Returning without a receipt — at first thought, would you tie the ability to return an item to loyalty? These days, the answer is yes, as returns have evolved into a vital element of loyalty, as consumers often review return policies before even contemplating a purchase. 

In an interview with PYMNTS, Loop Return’s CEO Jonathan Poma delved into the status of product returns and explored the factors that retailers must take into account to recover their expenses. 

“As long as you are delivering a high quality, seamless and easy experience in the returns process and you can save that customer relationship — that’s critical,” Poma said. 

Read more: Loop CEO Says Returns Experience Now Drives Brand Loyalty 

Customers now anticipate a frictionless and cost-free returns process, and if that also means ditching the receipt for proof of purchase, retailers are willing to forgo it. By allowing returns without receipts, retailers demonstrate a commitment to convenience. In turn, this enhances customer satisfaction and fosters a positive perception of the retailer. 

A lenient return policy can work wonders in building customer loyalty. When shoppers feel that a retailer trusts them enough to process returns without receipt requirements, they are more likely to return. 

But Can It Come at a Cost? 

In recent weeks, it came to light that a Connecticut man had allegedly acquired close to $300,000 in fraudulent Home Depot credit by visiting stores across multiple states, procuring high-value doors, and subsequently returning them without providing a receipt, as outlined by federal prosecutors. 

Alexandre Henrique Costa-Mota, 26, from West Hartford, Connecticut, was arrested and detained without bail.
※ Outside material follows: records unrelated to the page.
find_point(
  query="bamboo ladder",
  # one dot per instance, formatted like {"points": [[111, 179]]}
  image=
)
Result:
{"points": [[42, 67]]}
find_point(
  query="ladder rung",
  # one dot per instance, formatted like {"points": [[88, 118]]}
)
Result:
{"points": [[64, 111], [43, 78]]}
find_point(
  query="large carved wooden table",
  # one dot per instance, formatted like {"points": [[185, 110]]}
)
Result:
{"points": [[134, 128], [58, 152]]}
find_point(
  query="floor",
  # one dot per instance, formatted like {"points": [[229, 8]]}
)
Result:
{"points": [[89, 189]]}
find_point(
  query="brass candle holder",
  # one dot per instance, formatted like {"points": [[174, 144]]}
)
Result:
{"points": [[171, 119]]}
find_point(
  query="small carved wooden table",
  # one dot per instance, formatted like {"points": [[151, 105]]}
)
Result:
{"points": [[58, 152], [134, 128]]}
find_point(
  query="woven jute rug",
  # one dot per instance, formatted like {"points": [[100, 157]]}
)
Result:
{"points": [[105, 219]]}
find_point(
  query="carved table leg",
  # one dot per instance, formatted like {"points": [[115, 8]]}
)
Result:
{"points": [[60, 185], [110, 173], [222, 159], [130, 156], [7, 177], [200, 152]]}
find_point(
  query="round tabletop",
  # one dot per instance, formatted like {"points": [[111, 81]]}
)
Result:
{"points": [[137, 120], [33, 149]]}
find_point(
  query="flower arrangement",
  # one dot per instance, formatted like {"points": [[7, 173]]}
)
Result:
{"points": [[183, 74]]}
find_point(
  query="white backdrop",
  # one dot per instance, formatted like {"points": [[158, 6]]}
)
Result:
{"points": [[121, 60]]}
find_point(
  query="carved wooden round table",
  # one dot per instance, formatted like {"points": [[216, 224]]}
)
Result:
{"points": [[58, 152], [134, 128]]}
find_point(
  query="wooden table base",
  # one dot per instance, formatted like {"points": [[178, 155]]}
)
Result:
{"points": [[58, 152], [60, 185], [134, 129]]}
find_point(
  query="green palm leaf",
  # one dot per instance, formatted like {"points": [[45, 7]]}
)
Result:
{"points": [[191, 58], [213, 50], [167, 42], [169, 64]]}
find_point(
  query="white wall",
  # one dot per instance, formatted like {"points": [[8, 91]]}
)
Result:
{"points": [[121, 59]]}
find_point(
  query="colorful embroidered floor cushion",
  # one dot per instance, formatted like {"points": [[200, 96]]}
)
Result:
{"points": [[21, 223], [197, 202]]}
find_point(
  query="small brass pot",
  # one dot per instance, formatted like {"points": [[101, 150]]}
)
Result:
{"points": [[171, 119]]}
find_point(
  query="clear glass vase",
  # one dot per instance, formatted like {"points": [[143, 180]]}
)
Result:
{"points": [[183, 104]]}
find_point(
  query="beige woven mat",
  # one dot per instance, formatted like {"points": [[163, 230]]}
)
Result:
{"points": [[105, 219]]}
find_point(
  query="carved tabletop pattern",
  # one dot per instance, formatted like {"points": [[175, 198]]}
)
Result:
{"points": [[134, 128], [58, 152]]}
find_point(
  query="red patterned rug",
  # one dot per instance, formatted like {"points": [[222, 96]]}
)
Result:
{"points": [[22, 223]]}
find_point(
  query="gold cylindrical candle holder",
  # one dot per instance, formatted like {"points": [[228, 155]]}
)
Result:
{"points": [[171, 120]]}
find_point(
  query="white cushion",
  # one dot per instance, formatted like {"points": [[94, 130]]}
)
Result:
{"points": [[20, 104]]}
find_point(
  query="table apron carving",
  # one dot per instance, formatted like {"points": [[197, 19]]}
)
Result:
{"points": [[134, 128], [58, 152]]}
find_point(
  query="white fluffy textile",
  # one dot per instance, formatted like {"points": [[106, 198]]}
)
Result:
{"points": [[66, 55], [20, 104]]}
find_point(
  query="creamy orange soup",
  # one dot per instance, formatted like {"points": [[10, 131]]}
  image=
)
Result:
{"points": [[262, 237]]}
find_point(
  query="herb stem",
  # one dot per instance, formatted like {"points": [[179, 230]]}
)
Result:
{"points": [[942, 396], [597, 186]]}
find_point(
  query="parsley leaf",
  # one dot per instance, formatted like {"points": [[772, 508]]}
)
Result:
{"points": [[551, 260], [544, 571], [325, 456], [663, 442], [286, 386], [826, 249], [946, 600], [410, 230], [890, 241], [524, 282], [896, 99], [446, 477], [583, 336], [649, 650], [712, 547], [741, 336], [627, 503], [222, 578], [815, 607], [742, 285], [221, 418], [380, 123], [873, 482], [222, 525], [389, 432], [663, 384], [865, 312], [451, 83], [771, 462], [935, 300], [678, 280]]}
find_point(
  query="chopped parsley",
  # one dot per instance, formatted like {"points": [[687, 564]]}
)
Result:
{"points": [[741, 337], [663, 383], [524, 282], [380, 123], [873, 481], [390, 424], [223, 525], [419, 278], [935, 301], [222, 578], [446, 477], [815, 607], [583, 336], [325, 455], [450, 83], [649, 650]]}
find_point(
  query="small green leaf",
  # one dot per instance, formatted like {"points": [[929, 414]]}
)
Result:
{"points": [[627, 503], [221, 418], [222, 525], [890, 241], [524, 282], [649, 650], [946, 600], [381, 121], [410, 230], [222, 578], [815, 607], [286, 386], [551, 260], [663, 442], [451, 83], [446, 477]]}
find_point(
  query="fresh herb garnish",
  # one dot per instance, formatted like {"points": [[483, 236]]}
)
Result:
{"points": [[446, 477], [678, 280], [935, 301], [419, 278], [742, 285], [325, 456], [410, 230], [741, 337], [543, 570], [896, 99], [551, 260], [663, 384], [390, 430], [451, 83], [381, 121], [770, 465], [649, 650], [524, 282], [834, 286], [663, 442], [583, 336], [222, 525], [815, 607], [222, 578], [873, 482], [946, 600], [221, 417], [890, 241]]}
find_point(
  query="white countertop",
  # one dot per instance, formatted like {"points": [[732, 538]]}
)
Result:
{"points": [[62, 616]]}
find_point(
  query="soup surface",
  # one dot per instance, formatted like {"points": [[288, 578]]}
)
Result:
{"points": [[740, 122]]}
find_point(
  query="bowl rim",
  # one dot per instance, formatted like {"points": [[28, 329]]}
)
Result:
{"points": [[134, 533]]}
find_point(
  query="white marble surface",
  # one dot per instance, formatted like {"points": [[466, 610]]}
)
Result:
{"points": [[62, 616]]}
The U.S. Attorney’s Office in Providence, Rhode Island, released a statement outlining that the charges pertained to wire fraud and a conspiracy to commit wire fraud. 

According to court documents, Costa-Mota assumed the appearance of a contractor when entering the stores. Prosecutors claim that he would enter the premises empty-handed, and then place one or more doors, each worth hundreds of dollars, onto a lumber cart, then conveyed the doors to the service department and initiated a return without a receipt. 

According to prosecutors, he obtained store credits in the form of cards, which he subsequently used at various stores. 

When his return attempts were denied, he allegedly departed with the doors without paying, then bringing them back to a different store. 

The scheme spanned Home Depot outlets in Rhode Island, Connecticut, Massachusetts, Maine, Maryland, Pennsylvania, New York and New Jersey. From June 2021 to February 2022, prosecutors charge that Costa-Mota obtained around 370 counterfeit store credits. 

Home Depot upholds a policy that allows customers to return items without a receipt. The home improvement retailer has established measures aimed at preventing misuse, including the requirement of identification. 

In this particular case, it seems that the accused initially used his own driver’s license for one return and later used several forged licenses, as detailed in court documents. 

Read more: Home Depot: Consumers May Not Be Spending Big, but They’re Still Remodeling 

Ted Decker, chair and CEO of Home Depot, has said that theft is a “big problem” for retail. “This isn’t the random shoplifter anymore.” 

Retailers looking to employ a seamless returns process will need to strike a balance between customer convenience and fraud prevention. Implementing stricter return policies, requiring receipts or identification, and using advanced technology to track and verify returns are some ways to mitigate the risks associated with returns without receipts.

Additionally, investing in employee training to identify potential fraud and suspicious return patterns can aid in safeguarding the retailer’s financial health and reputation. However, the ultimate measure of success lies in how effectively all these requirements can still provide a seamless and enjoyable experience for the customer.